Zwei dieser Frauen sind mit Ärzten verheiratet gewesen, und ich kann
deshalb annehmen, daß schulmedizinisch alles versucht wurde, sie zu
heilen. Das ist leider nicht geglückt.
Meiner Frau konnte trotz
Chemotherapie keine konkrete Heilungsaussicht zugesichert werden.
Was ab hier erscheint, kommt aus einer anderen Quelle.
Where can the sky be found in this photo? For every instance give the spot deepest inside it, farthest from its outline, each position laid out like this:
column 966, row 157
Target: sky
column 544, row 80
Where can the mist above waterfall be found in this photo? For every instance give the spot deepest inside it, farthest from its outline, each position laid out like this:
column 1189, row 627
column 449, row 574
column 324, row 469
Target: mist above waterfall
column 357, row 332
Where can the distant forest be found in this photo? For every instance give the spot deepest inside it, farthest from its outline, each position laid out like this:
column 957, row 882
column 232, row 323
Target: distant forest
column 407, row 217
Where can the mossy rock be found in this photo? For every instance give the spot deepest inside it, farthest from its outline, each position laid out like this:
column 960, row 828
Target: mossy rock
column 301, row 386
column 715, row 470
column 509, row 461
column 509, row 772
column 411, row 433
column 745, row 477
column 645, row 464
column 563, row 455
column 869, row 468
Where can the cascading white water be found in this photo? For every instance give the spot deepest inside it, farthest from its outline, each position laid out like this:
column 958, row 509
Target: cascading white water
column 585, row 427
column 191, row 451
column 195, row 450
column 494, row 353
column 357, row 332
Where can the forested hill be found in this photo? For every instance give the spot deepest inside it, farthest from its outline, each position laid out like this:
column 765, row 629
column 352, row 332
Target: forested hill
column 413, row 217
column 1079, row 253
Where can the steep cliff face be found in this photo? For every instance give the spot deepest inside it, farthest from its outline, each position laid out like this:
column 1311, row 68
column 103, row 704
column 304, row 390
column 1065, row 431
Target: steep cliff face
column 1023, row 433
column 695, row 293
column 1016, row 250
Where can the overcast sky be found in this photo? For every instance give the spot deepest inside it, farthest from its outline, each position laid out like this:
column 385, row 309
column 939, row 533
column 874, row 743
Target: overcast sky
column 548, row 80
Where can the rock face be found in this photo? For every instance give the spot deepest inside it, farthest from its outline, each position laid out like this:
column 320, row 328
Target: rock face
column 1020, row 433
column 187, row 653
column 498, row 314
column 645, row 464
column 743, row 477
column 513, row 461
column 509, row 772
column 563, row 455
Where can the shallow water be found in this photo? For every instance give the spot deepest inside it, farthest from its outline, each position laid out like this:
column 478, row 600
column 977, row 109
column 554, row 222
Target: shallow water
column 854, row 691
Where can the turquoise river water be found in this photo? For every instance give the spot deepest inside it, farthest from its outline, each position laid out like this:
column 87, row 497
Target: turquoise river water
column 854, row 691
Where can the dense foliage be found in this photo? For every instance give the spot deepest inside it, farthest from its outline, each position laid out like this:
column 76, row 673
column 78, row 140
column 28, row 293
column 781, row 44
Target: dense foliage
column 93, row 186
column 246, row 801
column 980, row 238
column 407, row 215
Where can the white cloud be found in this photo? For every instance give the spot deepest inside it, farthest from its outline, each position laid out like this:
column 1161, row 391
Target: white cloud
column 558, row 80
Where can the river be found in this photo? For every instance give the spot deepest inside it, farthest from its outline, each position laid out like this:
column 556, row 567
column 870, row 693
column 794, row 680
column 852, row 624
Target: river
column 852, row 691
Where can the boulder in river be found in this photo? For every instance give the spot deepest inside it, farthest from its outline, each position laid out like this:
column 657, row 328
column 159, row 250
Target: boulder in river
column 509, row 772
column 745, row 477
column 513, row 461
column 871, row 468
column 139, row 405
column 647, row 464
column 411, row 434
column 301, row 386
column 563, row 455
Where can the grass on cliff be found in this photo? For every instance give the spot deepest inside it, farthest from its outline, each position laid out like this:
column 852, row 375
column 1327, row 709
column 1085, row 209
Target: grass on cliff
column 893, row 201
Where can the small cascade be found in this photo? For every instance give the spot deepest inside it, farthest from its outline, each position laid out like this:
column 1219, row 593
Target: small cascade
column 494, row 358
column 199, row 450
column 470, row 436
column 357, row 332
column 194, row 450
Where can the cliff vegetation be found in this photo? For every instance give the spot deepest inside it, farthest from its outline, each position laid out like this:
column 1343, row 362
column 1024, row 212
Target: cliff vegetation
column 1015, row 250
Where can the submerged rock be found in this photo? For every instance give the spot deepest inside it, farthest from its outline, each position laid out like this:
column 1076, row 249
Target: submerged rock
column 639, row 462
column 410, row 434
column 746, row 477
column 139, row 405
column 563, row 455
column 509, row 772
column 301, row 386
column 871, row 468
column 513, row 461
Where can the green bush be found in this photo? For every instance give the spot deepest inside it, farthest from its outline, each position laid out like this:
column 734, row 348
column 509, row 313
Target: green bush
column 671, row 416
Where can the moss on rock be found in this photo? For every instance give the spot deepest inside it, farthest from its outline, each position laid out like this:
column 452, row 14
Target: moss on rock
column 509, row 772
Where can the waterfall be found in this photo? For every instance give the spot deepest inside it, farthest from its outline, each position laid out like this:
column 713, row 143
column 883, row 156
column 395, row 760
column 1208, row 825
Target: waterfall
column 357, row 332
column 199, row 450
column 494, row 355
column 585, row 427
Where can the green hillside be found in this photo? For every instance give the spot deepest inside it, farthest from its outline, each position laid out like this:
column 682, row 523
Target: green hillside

Wir haben inzwischen Doktor Hamer
kennen gelernt und sein Lebenswerk, die
Germanische Neue Medizin® studiert,
die mit ihren 5
biologischen Gesetzen ein nachprüfbares Zusammenwirken von Psyche,
Gehirn und Organ postulieren. Wir kennen zahlreiche Fälle, wo auf dieser
Grundlage schulmedizinisch bereits austherapierte Patienten wieder
gesund werden konnten. Und dies nicht durch die Wunderwirksamkeit eines
Mittels, sondern durch das Verständnis der den Körper regulierenden
biologischen Gesetze, die Mobilisierung der körpereigenen
Selbstheilungskräfte, einer gegebenenfalls sinnvollen begleitenden
Medikamentierung und in bestimmten Fällen auch eine nach bestimmten
Kriterien eingesetzte Chirurgie.
Doktor Hamer
hat uns glaubwürdig klar gemacht, dass auch meine Frau, allerdings durch
eine klinische Behandlung, nach den Kriterien der
5 biologischen
Gesetze geheilt werden könnte. Aber leider sind ihm seit Jahren die
Hände gebunden, weil er nicht mehr im Besitz einer
Approbation ist und
deshalb keine Klinik eröffnen kann. Diese wurde ihm entzogen, weil er
nicht von seiner Lehre “abschwören” und sich nicht zur
Schulmedizin “bekennen”
wollte.
Es geht uns nicht darum zu diskutieren, ob die
Schulmedizin selber
wissenschaftlich oder unwissenschaftlich handelt. Wir konnten nur
feststellen, dass in unserem Fall schulmedizinisch keine Heilungschance
besteht. Deshalb wollen wir nun wissen, ob die von
Hamer entdeckten
5 biologischen
Gesetze wirklich nach naturwissenschaftlichen Kriterien
verifizierbar sind, wie wir glauben. Denn nur wenn das bewiesen werden
kann, wird Doktor Hamer seine
Approbation
zurückerhalten und kann klinisch tätig werden und so auch meine Frau
behandeln. Aber die Zeit drängt.
Wir haben in dieser Situation zwar die theoretische Freiheit einer
Therapiewahl, können aber diese Freiheit nicht wahrnehmen, weil nicht
offiziell festgestellt wurde, ob die
Hamersche Medizin als wissenschaftlich bezeichnet werden kann.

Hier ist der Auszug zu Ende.